There are a few reasons I've seen that cause people fail to gain weight using a mass building supplement, and these include:

  • They add a weight gain but drop calories from their regular diet, resulting in no real increase in calories. Typically they may drop snacks they used to eat, take smaller normal meals or even skip a meal all to ether.
  • Inconsistent eating. They may eat well one day but then under eat the next, again resulting in no real increase in calories over the week.
  • Using a weight gain as a standalone meal, but not using enough powder. To get a positive reaction, a meal needs to be a minimum of 500 calories even for a slim built individual. Ideally a minimum of 700 calories per meal is required.

4. Training for Muscle Mass Building

Training provides the stimulus for muscle growth whilst your diet provides the building materials for this muscle growth. Both are needed, neglect one and progress will stop dead in its tracts. No amount of weight gain supplements will build big muscles on a body that is insufficiently stimulated by the right sort of exercise program.

In its most basic form, the training required to generate muscle growth is progressive resistance training. Resistance training as you know is putting you muscle under stress by providing a resistance to the muscle contraction, or in its most popular form, good old weight training.

When picking exercises for mass gain keep big basic lifts as the core of your workout. That means squats, deadlifts, bench press, shoulder press, weighted chins and de-emphasize small isolation exercises where the potential to progress is limited.

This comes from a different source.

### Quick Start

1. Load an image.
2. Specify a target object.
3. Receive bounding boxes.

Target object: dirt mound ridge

However, progressive is the part most people struggle with. Progressive training occurs when you put more stress on a muscle at your current training session than you did in your previous one. This is usually called 'Progressive Overload' Here are a few ways you can achieve progressive overload:

  • Increase the weight at each workout, whilst keeping the reps and sets constant.
  • Increase the reps performed in each set, whilst keeping the sets and weight constant.
  • Increase the number of sets performed whilst keeping the rep count and the weight used constant.
  • Decrease rest time between sets, but keeping sets, reps and weights constant.
  • A combination of some or all of the above.

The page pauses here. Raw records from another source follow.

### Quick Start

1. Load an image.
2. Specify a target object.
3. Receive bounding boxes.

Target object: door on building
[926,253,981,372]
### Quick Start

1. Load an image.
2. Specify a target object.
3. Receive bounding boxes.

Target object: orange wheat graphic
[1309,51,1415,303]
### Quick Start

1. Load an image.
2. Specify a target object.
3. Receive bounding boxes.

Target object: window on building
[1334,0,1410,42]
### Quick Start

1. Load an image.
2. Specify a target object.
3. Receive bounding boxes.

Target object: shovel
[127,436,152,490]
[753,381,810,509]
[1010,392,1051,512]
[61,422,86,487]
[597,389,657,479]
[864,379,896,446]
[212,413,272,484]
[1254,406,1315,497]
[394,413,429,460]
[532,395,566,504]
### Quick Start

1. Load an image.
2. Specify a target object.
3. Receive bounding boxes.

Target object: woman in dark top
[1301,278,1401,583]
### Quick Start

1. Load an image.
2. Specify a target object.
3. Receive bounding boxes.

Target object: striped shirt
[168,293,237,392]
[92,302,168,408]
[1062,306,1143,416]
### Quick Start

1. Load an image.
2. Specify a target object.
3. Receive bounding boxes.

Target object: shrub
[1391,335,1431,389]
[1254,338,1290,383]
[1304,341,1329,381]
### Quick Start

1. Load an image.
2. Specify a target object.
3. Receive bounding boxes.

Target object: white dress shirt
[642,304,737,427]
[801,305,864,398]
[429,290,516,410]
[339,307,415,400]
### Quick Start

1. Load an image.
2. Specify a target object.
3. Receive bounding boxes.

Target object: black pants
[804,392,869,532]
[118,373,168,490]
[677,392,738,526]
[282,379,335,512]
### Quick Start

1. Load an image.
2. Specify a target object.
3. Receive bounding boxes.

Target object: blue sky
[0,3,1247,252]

The simplest option for your general gym user, and the one I've always personally used, is the first, that is to increase the weight at each workout whilst keeping everything else as constant between workouts as possible.

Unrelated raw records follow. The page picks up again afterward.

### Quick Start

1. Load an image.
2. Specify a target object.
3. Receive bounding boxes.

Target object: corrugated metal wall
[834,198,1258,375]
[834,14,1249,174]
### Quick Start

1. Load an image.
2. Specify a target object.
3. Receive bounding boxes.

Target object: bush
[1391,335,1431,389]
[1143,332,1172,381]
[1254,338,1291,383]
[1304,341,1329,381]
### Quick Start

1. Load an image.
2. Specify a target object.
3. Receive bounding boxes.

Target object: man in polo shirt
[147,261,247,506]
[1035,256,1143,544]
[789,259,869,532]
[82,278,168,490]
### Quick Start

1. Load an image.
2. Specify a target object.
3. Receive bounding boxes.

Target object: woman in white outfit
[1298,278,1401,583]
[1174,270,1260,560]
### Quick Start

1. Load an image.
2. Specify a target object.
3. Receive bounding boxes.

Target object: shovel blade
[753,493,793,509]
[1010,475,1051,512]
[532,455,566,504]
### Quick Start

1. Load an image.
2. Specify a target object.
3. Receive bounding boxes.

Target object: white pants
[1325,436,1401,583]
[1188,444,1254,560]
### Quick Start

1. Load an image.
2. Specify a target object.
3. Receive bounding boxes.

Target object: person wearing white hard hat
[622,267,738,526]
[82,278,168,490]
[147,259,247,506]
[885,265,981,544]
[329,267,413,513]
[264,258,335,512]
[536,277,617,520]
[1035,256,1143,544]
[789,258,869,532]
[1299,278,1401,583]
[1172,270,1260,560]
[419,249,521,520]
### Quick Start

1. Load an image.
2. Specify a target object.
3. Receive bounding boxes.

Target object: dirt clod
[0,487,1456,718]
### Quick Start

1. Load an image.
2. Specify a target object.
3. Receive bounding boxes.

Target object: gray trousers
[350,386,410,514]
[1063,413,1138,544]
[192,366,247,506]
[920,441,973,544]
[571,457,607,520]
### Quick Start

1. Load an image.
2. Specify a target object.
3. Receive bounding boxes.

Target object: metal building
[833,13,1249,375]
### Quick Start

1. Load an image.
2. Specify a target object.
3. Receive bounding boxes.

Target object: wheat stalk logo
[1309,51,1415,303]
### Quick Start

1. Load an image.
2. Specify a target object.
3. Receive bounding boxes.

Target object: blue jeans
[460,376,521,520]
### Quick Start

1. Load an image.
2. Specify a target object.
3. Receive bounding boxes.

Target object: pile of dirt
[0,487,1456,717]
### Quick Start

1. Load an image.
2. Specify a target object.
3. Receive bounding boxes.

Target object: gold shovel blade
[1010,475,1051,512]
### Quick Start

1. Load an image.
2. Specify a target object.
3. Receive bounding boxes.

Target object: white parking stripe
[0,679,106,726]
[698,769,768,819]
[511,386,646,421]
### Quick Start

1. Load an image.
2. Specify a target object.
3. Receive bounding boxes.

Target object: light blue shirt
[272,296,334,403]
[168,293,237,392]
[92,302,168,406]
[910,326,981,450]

To achieve this increase in weights at each workout you need to focus on 2 key points:

  • Increase the weight the smallest possible amount. Use micro weights or magnetic add on weights which are available is weights of 100g steps. I've even used washers from hardware stores.
  • Keep the set count low enough so that you can focus on getting stronger. Its hard to focus on using more weight at each workout if you're doing 10 sets of bench press. Much easier if you do a couple of warm up sets and then 1-3 all out sets.

Conclusion

So there you have it! buying a high quality weight gain powder like Applied Nutrition Critical Mass is just the first step in gaining muscle mass, but by following these 4 simple steps, and bearing in mind where you can or mustn't break these steps, you should be able to make rapid, consistent gains in muscle size and strength.